Котой знал, что у русских и зырян люди умеют на белой тонкой коже зверя, которого никто не знал ни в Гыданской, ни в Ямальской тундре, тонкой деревянной палочкой, у которой как-то выжжена сердцевина, чертить разные тамги. Больше всего его удивляло то, что палка не сгорела, когда ее прожгли насквозь и угли остались в середине. Никто не мог ему это объяснить. Купцы-зыряне говорили, что делают такие палочки далеко, куда доехать нельзя. Зырянские купцы ставили тамги, когда Котой забирал у них товары в долг, и всегда смотрели их, когда он привозил пушнину для расплаты. Тамги говорили, сколько Котой должен купцу. Однако они всегда врали. Котой помнил, что брал он меньше, а тамги показывали больше. Но ему было невыгодно ссориться с купцами. Ему-то товары доставались даром. Это у других он брал в расплату пушнину.
— Зачем нашим детям грамота твоя? — сердито сказал Котой, — Они не купцы. Все купцами быть не могут. Не надо нам.
Учитель рассмеялся:
— Грамотным должен быть каждый. Теперь другая жизнь, не то что раньше. Теперь все равные.
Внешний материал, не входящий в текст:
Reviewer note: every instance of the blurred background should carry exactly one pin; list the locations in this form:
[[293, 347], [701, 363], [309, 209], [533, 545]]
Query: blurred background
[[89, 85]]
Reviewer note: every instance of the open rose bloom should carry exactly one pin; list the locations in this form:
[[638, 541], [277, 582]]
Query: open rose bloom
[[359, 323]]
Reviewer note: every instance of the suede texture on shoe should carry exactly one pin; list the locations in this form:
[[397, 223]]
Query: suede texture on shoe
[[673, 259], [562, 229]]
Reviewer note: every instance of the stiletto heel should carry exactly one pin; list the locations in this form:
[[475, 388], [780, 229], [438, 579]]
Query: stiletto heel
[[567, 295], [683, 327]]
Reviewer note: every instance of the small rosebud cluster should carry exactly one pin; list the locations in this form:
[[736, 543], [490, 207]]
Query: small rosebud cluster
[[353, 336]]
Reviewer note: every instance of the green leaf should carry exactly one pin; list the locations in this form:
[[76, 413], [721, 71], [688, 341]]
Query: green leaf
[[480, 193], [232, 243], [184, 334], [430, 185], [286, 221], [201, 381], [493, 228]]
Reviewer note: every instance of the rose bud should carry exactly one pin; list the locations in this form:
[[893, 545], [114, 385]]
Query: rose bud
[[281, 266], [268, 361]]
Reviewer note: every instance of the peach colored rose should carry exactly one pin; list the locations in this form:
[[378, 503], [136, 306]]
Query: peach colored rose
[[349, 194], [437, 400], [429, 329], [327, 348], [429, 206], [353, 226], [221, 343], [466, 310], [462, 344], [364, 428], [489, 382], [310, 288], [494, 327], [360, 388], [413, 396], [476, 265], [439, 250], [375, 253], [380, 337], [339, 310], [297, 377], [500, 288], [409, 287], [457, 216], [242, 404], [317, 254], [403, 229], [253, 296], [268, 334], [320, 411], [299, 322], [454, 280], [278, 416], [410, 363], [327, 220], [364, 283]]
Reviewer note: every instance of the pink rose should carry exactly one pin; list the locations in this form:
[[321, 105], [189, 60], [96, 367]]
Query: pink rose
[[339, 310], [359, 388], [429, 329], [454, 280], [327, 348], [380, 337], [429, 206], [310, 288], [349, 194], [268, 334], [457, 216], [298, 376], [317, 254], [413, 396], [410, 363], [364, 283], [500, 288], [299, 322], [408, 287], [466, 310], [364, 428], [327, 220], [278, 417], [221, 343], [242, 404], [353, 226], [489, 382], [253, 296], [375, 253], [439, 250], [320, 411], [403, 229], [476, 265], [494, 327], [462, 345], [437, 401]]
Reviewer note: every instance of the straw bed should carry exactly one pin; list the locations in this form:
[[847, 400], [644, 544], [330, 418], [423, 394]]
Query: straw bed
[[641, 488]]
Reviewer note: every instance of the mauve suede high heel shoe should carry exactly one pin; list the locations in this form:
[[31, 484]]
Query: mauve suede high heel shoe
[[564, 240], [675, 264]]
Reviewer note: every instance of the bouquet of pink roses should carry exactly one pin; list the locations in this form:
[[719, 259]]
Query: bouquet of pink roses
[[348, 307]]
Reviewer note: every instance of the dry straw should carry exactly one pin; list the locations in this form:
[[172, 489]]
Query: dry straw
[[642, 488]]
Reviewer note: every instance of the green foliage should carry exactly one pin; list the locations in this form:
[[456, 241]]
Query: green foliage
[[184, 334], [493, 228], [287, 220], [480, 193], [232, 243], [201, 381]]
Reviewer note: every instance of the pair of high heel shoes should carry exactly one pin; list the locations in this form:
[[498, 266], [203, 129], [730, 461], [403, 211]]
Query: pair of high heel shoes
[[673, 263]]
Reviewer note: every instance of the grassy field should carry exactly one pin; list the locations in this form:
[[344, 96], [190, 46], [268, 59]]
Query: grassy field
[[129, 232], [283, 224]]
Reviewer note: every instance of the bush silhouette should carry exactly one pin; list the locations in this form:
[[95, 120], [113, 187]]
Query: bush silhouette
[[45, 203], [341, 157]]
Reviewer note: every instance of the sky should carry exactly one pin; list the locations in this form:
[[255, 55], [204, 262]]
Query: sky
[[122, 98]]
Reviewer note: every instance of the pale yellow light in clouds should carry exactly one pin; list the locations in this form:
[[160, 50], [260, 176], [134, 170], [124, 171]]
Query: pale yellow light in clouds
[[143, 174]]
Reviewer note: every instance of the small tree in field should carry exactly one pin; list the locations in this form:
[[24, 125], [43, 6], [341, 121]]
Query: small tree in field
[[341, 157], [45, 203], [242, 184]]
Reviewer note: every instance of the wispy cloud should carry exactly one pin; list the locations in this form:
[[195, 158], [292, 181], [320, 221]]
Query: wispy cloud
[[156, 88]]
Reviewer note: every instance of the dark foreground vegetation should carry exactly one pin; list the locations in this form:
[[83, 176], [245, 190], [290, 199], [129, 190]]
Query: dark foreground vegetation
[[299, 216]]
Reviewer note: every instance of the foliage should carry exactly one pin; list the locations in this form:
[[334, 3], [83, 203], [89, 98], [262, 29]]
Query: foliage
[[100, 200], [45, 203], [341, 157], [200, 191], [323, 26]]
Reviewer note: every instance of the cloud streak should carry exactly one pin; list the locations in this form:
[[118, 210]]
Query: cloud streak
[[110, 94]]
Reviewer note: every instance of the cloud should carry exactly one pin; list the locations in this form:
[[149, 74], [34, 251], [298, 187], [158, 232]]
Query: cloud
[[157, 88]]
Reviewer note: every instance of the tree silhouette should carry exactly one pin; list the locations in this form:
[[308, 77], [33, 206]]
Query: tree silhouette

— Все равно все разные, — стоял на своем Котой. — Тундровому человеку не надо жить, как живут другие люди. У него свой закон. Он по старому закону жить должен.
Аси слушал молча, не понимая, что нужно от них этому приезжему человеку.
Старик Аси спросил меня:
— Помнишь, в школе стоит прямо в коридоре парта такая здоровенная? Ее из Салехарда привезли на том пароходе, который школу доставил. Там еще стол старый стоит и шкаф, как в музее. Специально там поставили, чтобы дети разницу видели. Сейчас и не сравнишь. А пойдешь в контору рыбозавода, смотри, какие рамы. Рамы тоже из той первой школы. Ее быстро поставили. Плотники собрали за несколько дней. Повесили двери, вставили стекла, покрасили полы, и караван ушел. Учителя стали всем говорить, чтобы детей отдавали учиться. Не хотели люди. Страшно было: как от себя детей отпускать? Меня отец пустил сначала, а потом снова забрал. Я-то стал по-русски понимать маленько уже. Однако большой уже был. Родителям помогать хотел. Ушел из школы. Однако только двадцать детей собрали. Потом-то несчастье случилось.